Once Nancy, Bess, and George arrive in Pennsylvania, they encounter Manda Kreutz, who has run away from home. Manda disappears, and Nancy is asked to help find her.
Of course, Ned, Burt, and Dave are able to travel to Pennsylvania Dutch country to help the girls with the mystery.
I did not notice much wrong with this story. However, pages 47-49 of the revised text (pages 67-69 of the original text) gave me pause. On page 47:
When Nancy's car was refueled, they set out again. As she rounded a sharp turn, she suddenly gasped and stepped on the brake. Strewn across the road, directly in their path, were cinder blocks. There was no way to avoid plowing into them!Hitting a bunch of cinder blocks would result in damage to the automobile. Since the girls were thrown forward, the impact was significant. Yet the girls were able to quickly drive away after clearing the blocks with no mention of any damage to the vehicle. At the very least, a statement should have been made about the vehicle, even if only to mention minor damage.

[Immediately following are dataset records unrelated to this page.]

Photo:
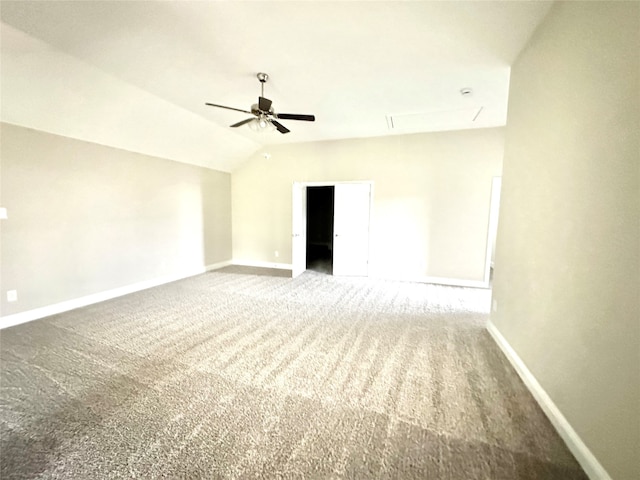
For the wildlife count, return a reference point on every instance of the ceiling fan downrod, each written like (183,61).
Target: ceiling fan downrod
(263,77)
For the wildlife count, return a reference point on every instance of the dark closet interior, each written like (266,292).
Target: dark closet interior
(320,229)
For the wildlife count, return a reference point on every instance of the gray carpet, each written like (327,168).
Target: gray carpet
(229,375)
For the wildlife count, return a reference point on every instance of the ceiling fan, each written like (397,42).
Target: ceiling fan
(263,112)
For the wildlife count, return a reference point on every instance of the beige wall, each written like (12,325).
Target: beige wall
(85,218)
(431,199)
(567,277)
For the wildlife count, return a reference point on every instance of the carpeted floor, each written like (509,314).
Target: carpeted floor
(230,375)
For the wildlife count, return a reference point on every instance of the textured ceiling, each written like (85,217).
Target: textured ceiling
(136,75)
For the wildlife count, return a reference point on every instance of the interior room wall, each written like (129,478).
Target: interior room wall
(85,218)
(431,199)
(567,275)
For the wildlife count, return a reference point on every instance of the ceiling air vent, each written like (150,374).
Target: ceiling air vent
(433,121)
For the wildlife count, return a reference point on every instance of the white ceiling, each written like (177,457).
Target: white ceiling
(136,75)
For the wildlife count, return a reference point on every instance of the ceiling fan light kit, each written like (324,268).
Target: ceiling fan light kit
(264,117)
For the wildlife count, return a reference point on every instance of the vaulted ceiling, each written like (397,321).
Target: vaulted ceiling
(136,75)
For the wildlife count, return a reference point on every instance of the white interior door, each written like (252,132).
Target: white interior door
(352,203)
(299,230)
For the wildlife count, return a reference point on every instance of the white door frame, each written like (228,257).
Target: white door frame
(299,249)
(494,214)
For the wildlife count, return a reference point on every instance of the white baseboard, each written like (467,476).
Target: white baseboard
(261,264)
(584,456)
(37,313)
(453,282)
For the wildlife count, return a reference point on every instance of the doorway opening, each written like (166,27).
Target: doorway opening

The car hit several of the blocks. All three girls were thrown forward. Bess, seated in the middle, struck her head on the mirror and blacked out!
This is a good story. While I don't usually like the travel books a great deal, this one is okay. Nancy has traveled to a location distant to River Heights, but the entire mystery is centralized in that new location, so the feel is similar to mysteries set around River Heights. The German phrases and bits of trivia about the Amish that are scattered throughout the text are not annoying.
This book has many events that appear to be coincidence, but they are more a result of cause and effect, so the story is plausible. Both texts are good, and I see no significant difference between them.